Nvidia’s CEO: AI to Affect Jobs and Potentially Re-employ Millions

At the Milken Institute’s Global Conference in May 2024, Nvidia CEO Jensen Huang delivered a stark forecast: generative AI will touch every role in the global economy immediately. Far from sounding a purely pessimistic note, Huang argued that embracing AI tools could reverse talent shortages and boost productivity, potentially putting 30–40 million people back to work.

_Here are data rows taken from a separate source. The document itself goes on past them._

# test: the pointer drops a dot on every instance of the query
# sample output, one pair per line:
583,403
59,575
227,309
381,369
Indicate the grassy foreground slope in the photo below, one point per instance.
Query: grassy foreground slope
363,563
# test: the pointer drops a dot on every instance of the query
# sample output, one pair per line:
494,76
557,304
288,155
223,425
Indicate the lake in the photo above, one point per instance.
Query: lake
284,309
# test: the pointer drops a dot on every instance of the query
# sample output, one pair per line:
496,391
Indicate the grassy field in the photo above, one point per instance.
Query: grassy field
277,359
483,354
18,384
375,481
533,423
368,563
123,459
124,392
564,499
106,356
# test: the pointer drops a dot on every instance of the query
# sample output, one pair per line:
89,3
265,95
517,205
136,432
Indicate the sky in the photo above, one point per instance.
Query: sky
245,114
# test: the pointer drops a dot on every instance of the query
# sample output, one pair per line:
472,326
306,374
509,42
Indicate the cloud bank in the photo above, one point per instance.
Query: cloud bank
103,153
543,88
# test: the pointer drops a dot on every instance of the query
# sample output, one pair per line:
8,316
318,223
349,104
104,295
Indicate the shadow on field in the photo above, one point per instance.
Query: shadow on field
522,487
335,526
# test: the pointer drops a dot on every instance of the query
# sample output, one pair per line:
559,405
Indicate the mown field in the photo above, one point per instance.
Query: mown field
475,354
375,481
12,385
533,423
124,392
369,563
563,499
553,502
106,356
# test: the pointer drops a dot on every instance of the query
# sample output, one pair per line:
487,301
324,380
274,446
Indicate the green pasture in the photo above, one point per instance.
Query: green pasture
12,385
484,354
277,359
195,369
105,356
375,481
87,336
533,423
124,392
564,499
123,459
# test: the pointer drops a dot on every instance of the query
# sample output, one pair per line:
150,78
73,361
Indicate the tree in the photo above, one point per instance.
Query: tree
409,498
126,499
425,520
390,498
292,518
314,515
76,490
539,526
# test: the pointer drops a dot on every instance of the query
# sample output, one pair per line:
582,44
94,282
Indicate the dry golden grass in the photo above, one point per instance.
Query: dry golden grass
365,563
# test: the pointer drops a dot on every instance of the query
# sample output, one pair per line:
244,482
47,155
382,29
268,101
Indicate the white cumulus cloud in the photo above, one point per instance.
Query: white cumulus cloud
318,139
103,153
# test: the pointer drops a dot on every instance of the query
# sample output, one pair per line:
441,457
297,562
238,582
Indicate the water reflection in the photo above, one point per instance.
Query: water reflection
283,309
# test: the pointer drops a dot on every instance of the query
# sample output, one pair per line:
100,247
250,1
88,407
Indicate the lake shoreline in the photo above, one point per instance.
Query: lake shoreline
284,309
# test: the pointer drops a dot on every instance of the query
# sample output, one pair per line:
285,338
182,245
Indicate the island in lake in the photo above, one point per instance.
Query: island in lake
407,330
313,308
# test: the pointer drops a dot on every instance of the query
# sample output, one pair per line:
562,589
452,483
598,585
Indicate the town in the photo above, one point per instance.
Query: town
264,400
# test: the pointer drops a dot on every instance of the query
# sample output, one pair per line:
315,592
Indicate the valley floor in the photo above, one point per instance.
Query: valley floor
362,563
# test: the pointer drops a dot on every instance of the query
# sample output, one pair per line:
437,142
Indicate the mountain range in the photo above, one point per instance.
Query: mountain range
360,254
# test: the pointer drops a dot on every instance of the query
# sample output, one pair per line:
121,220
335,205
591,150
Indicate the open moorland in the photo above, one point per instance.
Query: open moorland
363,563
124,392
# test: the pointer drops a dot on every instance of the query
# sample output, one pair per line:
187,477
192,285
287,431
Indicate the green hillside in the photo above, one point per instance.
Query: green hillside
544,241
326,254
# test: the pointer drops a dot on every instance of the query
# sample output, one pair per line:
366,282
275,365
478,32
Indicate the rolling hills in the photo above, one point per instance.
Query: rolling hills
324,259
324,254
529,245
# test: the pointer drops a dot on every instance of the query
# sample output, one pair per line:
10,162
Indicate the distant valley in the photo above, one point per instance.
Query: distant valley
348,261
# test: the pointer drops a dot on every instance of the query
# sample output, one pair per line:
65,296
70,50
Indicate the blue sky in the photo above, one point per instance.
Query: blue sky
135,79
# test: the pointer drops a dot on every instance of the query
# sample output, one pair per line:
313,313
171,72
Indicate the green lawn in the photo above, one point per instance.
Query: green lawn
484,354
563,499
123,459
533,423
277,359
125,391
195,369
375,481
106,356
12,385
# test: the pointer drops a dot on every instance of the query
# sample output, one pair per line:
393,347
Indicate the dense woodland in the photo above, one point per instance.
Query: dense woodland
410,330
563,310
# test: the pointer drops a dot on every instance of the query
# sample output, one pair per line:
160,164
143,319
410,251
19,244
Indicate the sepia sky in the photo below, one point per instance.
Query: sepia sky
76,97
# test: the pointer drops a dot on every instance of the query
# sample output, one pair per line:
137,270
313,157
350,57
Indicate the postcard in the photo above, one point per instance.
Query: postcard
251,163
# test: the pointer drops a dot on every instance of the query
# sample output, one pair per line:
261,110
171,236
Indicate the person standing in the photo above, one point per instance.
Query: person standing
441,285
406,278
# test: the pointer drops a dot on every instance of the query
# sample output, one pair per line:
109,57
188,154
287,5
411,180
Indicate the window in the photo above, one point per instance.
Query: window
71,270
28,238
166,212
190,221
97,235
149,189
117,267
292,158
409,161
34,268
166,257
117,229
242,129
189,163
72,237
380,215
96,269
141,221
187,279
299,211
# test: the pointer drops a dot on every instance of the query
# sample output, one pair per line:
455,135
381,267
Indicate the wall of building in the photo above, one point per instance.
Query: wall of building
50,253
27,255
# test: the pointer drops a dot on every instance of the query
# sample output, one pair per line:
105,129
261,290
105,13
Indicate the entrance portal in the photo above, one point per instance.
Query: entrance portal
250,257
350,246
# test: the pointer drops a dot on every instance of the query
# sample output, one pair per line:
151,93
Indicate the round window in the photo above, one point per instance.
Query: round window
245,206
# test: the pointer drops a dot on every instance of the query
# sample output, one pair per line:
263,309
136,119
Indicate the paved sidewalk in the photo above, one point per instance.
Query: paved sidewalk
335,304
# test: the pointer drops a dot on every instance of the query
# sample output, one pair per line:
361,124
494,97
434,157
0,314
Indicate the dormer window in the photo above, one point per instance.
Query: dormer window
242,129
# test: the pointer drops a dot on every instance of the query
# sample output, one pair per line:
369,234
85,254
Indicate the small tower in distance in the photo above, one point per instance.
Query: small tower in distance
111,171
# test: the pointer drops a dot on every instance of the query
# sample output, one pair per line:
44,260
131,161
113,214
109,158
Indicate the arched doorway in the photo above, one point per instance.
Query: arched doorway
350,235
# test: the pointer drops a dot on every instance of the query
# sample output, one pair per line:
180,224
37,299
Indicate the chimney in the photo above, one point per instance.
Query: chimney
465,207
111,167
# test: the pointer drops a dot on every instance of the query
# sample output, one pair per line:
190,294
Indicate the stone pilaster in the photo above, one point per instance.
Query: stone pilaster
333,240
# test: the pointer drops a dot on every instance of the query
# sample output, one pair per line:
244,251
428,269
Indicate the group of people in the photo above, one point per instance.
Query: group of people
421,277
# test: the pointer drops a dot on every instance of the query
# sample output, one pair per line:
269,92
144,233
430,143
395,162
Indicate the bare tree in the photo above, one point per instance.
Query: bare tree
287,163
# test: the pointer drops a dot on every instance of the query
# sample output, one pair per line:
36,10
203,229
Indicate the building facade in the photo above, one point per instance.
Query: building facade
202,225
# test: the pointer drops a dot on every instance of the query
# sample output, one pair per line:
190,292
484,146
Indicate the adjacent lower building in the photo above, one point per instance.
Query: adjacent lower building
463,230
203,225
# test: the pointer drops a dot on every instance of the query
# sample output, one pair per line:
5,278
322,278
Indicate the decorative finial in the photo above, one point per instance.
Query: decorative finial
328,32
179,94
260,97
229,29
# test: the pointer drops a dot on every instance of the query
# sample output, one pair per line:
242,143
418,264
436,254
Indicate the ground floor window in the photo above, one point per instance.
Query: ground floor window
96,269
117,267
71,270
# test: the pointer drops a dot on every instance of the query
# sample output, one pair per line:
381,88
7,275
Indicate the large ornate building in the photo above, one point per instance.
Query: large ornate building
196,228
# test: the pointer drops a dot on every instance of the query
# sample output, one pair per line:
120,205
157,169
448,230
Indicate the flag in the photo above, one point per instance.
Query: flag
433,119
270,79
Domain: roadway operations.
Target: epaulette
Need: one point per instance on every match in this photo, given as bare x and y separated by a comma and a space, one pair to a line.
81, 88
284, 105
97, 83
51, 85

AI Adoption: Risk and Opportunity in the Workplace
“Every job will be affected, and immediately. You’re not going to lose your job to an AI, but you’re going to lose your job to someone who uses AI,” Huang told attendees. His message contrasts with dire warnings from other industry leaders, such as Anthropic CEO Dario Amodei, who recently predicted that up to half of entry-level white-collar roles could vanish within five years.
“Don’t be that person who ignores this technology and as a result, loses your job,” Huang said. “I would recommend 100% of everybody take advantage of AI.”
Technical Analysis of AI Integration
Recent benchmarks, including Nvidia’s own H100 and the newer GH200 Grace Hopper superchip, demonstrate a 2–3× performance uplift in large-language-model inference and fine-tuning workloads compared to prior generations. These accelerators leverage:
- Tensor cores: Mixed-precision matrix multiplication that boosts throughput.
- NVLink interconnect: High-bandwidth GPU-to-GPU communication for large-scale model parallelism.
- Multi-instance GPU (MIG): Securely partitions a single GPU into multiple instances, enabling concurrent workloads.
Enterprises deploying these systems can automate tasks such as report generation, code review, customer-service routing and data labeling, reducing time-to-insight from days to minutes.
Economic Forecasts and GDP Impact
According to McKinsey & Company, widespread AI adoption could add up to $4 trillion annually to global GDP by 2030. Huang’s projection of 30–40 million re-entered workers aligns with forecasts by the World Economic Forum, which expects up to 97 million roles to be created by AI-driven re-skilling, even as 85 million tasks are displaced.
Governments are already responding. The U.S. CHIPS and Science Act has earmarked $52 billion for domestic semiconductor R&D, while the European Union’s AI Act is set to impose risk-based compliance requirements on high-impact AI systems, balancing innovation with safety.
Expert Opinions: Divided on Job Loss vs. Job Gain
Not all leaders share Huang’s optimism. Dario Amodei of Anthropic told Axios that 20% unemployment could accompany breakthroughs that “cure cancer, lift GDP to 10% growth, and balance the budget.” Meanwhile, investors like Mark Cuban argue that new AI-driven industries will emerge, much as dictation pools and secretarial services vanished decades ago.
“There were more than 2 million secretaries and separate dictation employees,” Cuban wrote on Bluesky. “New companies with new jobs will come from AI and increase total employment.”
Workforce Strategies and Policy Frameworks
To harness AI’s promise, analysts recommend a three-pronged approach:
- Reskilling Programs: Public-private partnerships to train workers in prompt engineering, data annotation and AI-augmented decision making.
- Regulatory Sandboxes: Temporary, controlled environments where companies test high-risk models under government oversight.
- Corporate AI Governance: Ethical committees to evaluate fairness, accountability and transparency of deployed systems.
Looking Ahead: Balancing Innovation and Inclusion
As generative AI platforms—such as OpenAI’s GPT-4 Turbo, Google’s Gemini Ultra and Anthropic’s Claude 3—continue to improve, the debate will shift from if jobs change to how societies adapt. Huang’s call is clear: workers who leverage AI as a force multiplier will outcompete those who do not.
Fortune has reached out to Nvidia for additional comments on workforce initiatives tied to its AI accelerators.